Pazar, Mart 16, 2008

"when you know that my heart is in a pretty disorder"



Bu şarkıyı haftalar önce A.D. yolladığında hakkını vererek dinleyememiştim. Sonra Rüüü yolladı tekrardan. Sonra bir kez daha dinleyip, bir kenara kaldırdım yine. Ama bugün sabah sabah aklıma düştü ve çıkmak bilmedi. Eve geldim. Paul sinirlendirdi. Zaten yorgundum, ona bağırdım. Kendime bir şeyler hazırlamak için mutfağa girdim. Paul'ü yanıma çağırdım onu seveceğimi belli eden bir ses tonuyla ama o kaçtı yanımdan hızla. O an ne yapacağımı şaşırdım. Bıraktım her şeyi. Bu şarkıyı açtım. Dinlemeye başladım. Hala dinliyorum. Sözlerine iki seferde de dikkat etmemiş olmama rağmen, nasıl böyle bir günde aklıma düştü, kendini dinletmeyi başardı, içimdeki her şeyin birebir karşılığı olabilmek için mi bu kadar zaman bekledi diyerek hayretlere düşüyorum.

Sonra D.'ya dadanıp, kafasını şişirdim ve aslında hala da şişirmekteyim.
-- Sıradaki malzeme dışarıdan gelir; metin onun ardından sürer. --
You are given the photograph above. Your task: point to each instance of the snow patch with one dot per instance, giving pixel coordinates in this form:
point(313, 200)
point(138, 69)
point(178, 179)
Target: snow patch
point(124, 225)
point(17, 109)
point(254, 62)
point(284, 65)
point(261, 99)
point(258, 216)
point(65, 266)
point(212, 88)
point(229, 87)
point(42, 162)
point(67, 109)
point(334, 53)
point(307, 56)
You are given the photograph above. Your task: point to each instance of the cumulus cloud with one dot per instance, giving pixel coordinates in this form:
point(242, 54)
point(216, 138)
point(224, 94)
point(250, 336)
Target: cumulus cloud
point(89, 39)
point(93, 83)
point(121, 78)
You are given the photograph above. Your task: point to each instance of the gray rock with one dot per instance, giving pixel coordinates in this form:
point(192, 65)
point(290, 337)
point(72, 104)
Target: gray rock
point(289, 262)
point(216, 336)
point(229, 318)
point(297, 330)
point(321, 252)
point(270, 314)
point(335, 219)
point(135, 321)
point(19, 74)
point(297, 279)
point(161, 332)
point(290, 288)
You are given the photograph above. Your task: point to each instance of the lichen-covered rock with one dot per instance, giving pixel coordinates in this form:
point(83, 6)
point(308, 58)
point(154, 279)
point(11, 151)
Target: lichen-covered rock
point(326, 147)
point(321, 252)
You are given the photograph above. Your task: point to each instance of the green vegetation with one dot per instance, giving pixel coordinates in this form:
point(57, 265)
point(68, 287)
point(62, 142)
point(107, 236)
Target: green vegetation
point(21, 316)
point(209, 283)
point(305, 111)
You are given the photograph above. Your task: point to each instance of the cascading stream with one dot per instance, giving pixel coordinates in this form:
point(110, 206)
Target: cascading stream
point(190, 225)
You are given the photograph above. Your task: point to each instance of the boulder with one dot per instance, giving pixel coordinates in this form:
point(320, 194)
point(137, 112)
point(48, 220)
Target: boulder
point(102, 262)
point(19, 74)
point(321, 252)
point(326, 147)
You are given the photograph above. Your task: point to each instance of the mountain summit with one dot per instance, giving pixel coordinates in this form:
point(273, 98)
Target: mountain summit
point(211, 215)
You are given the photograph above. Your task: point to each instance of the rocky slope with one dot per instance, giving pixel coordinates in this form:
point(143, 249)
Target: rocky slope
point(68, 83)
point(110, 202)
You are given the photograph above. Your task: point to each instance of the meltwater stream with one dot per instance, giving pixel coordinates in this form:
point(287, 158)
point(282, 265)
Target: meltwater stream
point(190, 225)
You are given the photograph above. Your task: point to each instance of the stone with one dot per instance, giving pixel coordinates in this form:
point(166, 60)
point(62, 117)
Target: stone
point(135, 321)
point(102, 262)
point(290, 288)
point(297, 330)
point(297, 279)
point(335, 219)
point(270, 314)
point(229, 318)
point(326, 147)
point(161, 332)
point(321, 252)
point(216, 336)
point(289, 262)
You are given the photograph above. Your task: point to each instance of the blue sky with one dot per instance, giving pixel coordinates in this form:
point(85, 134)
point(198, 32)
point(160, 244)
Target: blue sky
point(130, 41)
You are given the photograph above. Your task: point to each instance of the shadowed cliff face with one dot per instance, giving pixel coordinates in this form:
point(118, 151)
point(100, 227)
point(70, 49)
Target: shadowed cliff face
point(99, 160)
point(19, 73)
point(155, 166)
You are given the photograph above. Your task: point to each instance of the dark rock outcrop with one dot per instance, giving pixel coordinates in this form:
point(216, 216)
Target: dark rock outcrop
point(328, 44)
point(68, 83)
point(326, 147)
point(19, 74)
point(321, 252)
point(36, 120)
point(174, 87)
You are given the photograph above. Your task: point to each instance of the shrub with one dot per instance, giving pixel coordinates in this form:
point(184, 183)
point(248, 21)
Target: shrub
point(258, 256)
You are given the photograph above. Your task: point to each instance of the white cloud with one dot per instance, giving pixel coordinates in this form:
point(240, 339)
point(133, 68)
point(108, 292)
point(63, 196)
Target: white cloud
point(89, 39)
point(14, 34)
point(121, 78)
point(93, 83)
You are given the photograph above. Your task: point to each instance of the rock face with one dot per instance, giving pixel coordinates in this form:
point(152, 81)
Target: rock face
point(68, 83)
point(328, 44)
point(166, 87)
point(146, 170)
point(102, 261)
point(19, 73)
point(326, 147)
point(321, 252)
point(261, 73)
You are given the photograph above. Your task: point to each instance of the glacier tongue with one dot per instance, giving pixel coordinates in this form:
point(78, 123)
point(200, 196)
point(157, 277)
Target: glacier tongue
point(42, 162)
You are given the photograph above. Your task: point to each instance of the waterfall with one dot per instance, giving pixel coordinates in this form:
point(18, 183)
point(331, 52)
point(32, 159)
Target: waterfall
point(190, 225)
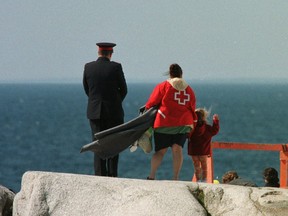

Diyordum ki ona, binbir özenle seçtiğimiz şarkıları eskiden cdlere yazardık. Discmanlerimizde dinlerdik. Şimdi o cdlerden birini yazdığını ve çok büyük heyecanla yazıyor olduğun cdni cd player'ına takıp dışarıda yürürken dinlediğini hayal ettiğini düşün. Sonra tam bitmişken o cd'yi alıyorsun ve playerına koyup dışarı çıkıyorsun. Ama o da ne; çalışmıyor cd. Neden? Çünkü ya cd'de bir soru vardı ve yazılamadı ya da yazıcının bir sorunu vardı yazamadı. Onu anladığın anda o cd'yi bir sinirle fırlatıp atabilirsin veya hüzünlü hüzünlü gideceğin yere gidersin. İstediğin müziği dinlemek için eve döndüğünde tekrardan yazmaya çalışırsın. Artık o üzerine yazılamamış cd'nin hiçbir anlamı olmaz işte o zaman. Üzerine tekrardan bir şey yazılamayacağı için bir köşeye fırlatırsın veya çöpe atarsın.

Ama işte ilişkiler öyle acaip ki, eğer birileri üzerine çok emek vermişsen ve o insanla olan ilişkinde bir sürü zorluğa katlanıp güçlü durup, elinizdeki her türlü kaynağı ilişkiyi ve karşındakini ayakta tutmaya adadıysan, o kişi tüm bunları elinin tersiyle bir gün ittiğinde artık onun yüzünden acıyor olan ve işlevini yitiren bir tarafa sahip oluyorsun içinde. O cd gibi üzerine bir şey yazılamıyor artık o acıyan tarafa hayatın boyunca. Ama maalesef yine aynı cd gibi bir tarafa atılıp, fırlatılmıyor. Acı geçince o yerin huzursuz boşluğu kalıyor geriye. O huzursuz boşluk hep orada kalıyor. Felçten sonra kalan arazlar gibi. Sonra artık başka boş bir alan bulunca, yine aynı şeyler yaşanıyor, yine o arızalar oluyor. Bir gün mutlaka bir şeyler boşa çabaladığını yüzüne vuruyor.

Derken insan yazdıkça kendine geliyor. A.D. ise "yazmıyor" değil "yazamıyor"muş. Birbirimizin başına sardığımız şarkılarla hatırlayacağız birbirimizi hep.